While many people might squirm at the thought of such pointed questions, a self-aware business leader committed to a successful business will find it relatively simple and easy to answer those questions.

The follow-up questions about evidence are meant to stimulate objective answers to the questions. "I feel like things are going well," is less compelling and believable than, "Revenues are up, profitability is higher and employees are often arriving early and leaving late without being asked. So it seems we’re doing well."

While the mirror of self-awareness is of vital importance, it is not the final word. Good business leaders need to see how their leadership appears to others, especially employees. Without these external data points, it is possible that the business leader is oblivious or self-delusional, either overly optimistic or overly gloomy about the company and leadership performance.

Ask Your Employees

Before asking questions of employees, it is important to create an appropriate and safe mood and posture. Genuine curiosity and openness work better than a perfunctory check-the-box attitude. Here are a few sample questions to ask employees:

  • Overall, how do you think the business is doing? Tell me more about your view. (Don’t prompt them. It will be interesting to find out about their benchmarks for performance.)
  • What do you like most about your job? What do you like least?
  • Compared to the best leader you have ever worked with, how am I doing?
  • What are my two to three greatest strengths as a business leader?
  • What are my two to three areas most in need of improvement?
  • If you could change one thing about me, what would it be?
  • If you could change one thing about the company, what would it be?

Follow Up

Armed with that feedback, what’s next? The answer depends on how closely, or not, your self-perception differs from the consensus view of employees.
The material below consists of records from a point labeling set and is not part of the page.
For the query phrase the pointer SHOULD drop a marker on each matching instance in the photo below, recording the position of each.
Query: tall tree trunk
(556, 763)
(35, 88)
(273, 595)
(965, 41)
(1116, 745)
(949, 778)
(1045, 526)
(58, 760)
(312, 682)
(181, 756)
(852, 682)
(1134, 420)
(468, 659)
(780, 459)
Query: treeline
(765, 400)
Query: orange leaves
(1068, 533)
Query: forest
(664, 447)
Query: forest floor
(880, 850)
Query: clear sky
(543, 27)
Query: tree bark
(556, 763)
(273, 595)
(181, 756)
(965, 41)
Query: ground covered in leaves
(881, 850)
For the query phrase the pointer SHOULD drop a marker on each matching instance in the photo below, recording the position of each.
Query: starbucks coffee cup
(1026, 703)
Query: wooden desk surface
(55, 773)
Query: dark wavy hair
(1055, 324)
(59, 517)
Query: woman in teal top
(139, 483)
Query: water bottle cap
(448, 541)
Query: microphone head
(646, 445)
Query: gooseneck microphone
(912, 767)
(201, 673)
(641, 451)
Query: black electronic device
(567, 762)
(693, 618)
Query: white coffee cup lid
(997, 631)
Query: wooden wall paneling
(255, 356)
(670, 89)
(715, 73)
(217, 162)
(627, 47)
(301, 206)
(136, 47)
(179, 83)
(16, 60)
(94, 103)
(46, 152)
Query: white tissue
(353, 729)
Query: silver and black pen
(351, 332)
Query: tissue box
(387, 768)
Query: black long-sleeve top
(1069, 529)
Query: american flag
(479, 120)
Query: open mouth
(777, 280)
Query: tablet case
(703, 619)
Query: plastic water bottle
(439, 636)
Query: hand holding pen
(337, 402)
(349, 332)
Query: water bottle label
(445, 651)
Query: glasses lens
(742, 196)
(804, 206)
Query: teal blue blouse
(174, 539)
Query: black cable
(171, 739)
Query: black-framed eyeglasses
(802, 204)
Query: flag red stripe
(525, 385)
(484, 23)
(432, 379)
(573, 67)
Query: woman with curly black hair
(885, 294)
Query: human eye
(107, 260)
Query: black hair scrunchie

Even if there is close alignment, a business leader seriously committed to improvement needs to circle back with employees and describe the key insights and commitments to change. Otherwise, employees will dismiss the initial conversations as insincere and a waste of time.

Imagine how your staff would feel if you came back after the initial feedback sessions and said something like this:

"Thank you for your candid feedback on how we’re doing as a company, and how I am doing as a business leader. This was an enlightening process for me. As a result of comments from you and others, here are the three things I intend to do differently from this day forward [list the three]. As a company, we are going to look at a couple of new initiatives, including [fill in the blank]. I am counting on you to continue to give me feedback, both positive and negative, with regard to these areas of improvement and anything else you might see."

So, if you tend toward the image of an ostrich with its head buried in the sand, it’s time to pull your head out of the ground and take a look around. There are many things worth seeing.